Deputy business editor
Monday 16 June 2014
Hedge funds including Aurelius and NML, two of the so-called “vulture funds” who forced Britain’s Coop Bank to hand them over a major stake last year, have won a legal battle that Argentina claims could force it into another sovereign debt default.
The funds bought Argentinian sovereign debt on the cheap after its famous 2001 default in the hope of forcing the country to pay them back in full. Since then, other private bondholders – most of whom were long term lenders prior to the default - have accepted part repayment of their loans, agreeing to be repaid about a third of what the country owes them.
However, the Aurelius and NML-led bondholders, which represent only around 7 per cent of Argentina’s bonds, have repeatedly demanded that they should be paid in full. Argentina has repeatedly claimed that it cannot afford to both repay them the $1.3bn it owes them and keep up repayments on the rest of its towering debt.
The US Supreme Court, however, has sided with the vulture funds and declined to hear Argentina’s appeal, despite its claim in its filing that "Argentina will have to face, objectively, a serious and imminent risk of default." The court agreed with a lower court ruling that Argentina must pay both the haircut lenders and the vultures holding out for payment in full.

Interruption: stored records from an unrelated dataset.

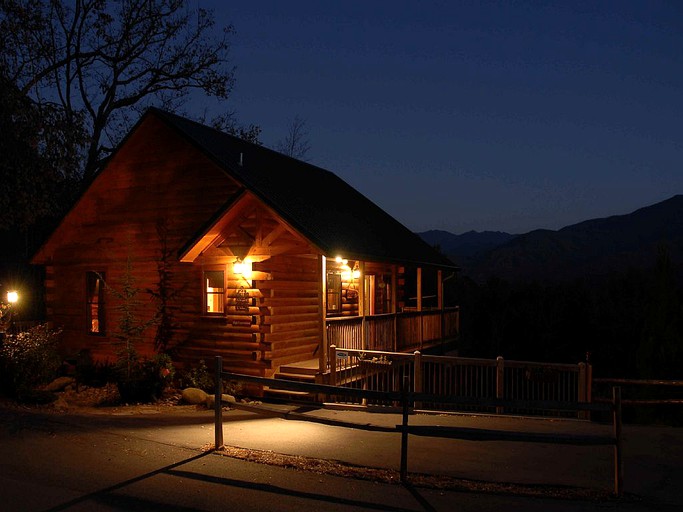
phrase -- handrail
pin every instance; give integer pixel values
(405, 397)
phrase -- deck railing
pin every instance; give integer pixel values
(400, 332)
(468, 378)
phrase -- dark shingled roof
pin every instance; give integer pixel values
(321, 206)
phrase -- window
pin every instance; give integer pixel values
(333, 293)
(214, 290)
(95, 307)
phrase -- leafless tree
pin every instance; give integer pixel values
(296, 143)
(104, 62)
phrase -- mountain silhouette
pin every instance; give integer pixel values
(591, 249)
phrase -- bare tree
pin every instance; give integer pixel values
(104, 62)
(295, 143)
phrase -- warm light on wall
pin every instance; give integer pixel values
(239, 266)
(242, 268)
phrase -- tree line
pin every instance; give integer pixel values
(75, 76)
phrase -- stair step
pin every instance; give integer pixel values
(298, 370)
(298, 377)
(286, 395)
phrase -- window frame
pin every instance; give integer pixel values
(95, 285)
(206, 293)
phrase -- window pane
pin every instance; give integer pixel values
(95, 311)
(214, 279)
(214, 288)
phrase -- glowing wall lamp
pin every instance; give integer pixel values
(242, 268)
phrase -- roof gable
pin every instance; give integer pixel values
(315, 202)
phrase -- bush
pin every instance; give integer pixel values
(29, 359)
(198, 377)
(145, 380)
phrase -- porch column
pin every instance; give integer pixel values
(322, 358)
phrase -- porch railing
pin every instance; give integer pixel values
(466, 378)
(400, 332)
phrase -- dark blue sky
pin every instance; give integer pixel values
(503, 116)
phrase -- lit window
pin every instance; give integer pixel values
(214, 290)
(95, 307)
(333, 293)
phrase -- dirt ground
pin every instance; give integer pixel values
(106, 400)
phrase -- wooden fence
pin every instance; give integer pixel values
(445, 376)
(407, 399)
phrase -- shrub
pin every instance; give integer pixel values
(29, 359)
(198, 377)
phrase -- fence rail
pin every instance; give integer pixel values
(446, 376)
(640, 387)
(408, 399)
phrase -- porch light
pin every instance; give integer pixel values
(239, 267)
(356, 271)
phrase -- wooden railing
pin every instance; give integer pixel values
(407, 400)
(468, 378)
(400, 332)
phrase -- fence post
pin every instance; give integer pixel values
(582, 389)
(500, 381)
(218, 405)
(417, 376)
(618, 459)
(404, 431)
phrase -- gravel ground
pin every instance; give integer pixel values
(106, 400)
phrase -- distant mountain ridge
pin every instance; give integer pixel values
(590, 248)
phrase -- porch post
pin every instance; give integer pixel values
(500, 381)
(394, 306)
(323, 352)
(419, 304)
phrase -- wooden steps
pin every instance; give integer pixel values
(303, 371)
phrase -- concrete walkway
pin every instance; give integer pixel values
(653, 456)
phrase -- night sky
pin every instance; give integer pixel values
(500, 116)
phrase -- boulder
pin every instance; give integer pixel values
(194, 396)
(60, 384)
(226, 399)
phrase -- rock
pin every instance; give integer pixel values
(211, 400)
(60, 384)
(194, 396)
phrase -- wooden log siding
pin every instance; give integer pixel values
(289, 304)
(103, 229)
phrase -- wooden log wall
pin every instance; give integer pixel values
(290, 309)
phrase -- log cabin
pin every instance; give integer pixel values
(218, 246)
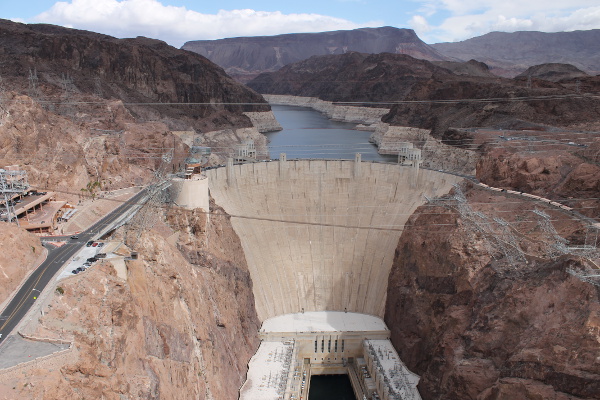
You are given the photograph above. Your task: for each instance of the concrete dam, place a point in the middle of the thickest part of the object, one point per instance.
(319, 238)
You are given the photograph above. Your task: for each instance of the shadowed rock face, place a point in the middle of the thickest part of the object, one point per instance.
(72, 63)
(389, 78)
(475, 326)
(509, 54)
(553, 72)
(246, 57)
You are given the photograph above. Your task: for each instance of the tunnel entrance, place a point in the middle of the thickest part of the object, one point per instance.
(330, 387)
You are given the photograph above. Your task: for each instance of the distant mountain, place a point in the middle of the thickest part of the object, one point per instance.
(553, 72)
(509, 54)
(136, 71)
(244, 58)
(387, 80)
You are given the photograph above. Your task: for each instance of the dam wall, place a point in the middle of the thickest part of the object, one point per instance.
(321, 234)
(353, 114)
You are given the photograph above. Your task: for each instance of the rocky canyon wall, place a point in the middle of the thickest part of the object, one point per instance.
(182, 325)
(475, 325)
(20, 252)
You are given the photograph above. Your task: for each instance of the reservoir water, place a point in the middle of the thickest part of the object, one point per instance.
(309, 134)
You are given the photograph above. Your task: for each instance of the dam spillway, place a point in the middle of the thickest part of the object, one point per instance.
(320, 235)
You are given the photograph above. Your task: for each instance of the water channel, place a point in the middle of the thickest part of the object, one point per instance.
(309, 134)
(331, 387)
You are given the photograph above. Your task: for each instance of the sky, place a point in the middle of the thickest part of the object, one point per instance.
(178, 21)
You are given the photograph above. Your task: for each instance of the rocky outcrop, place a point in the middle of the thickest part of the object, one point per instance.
(511, 53)
(246, 57)
(558, 175)
(20, 251)
(475, 325)
(66, 65)
(423, 95)
(182, 324)
(553, 72)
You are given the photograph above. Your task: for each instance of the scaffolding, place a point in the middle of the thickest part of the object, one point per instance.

A spokesman for the Jubilee Debt Campaign said: “We are shocked the Supreme Court did not even agree to hear this case. It is so important in terms of setting a precedent. The vulture funds never lent any money to Argentina yet they could now force the country to default to those who did over the next couple of weeks.”
Debt campaign groups argue that much of Argentina’s debt crisis was started by the military junta and exacerbated by irresponsible lending.
The case famously saw NML obtain an order from Ghana to seize the Argentine navy ship The Libertad in 2012. Ghana held the ship for several months until a UN maritime court ruled against the seizure and ordered Ghana to let the ship go.
Mark Brodsky, known as “The Terminator” for his relentless approach to achieving his business objectives, has reportedly sold most of Aurelius’s stake in the Coop Bank’s debt. He and other vulture funds bought in when the debt was cheap in the hope of forcing the company to give them a stake worth much more in the long run.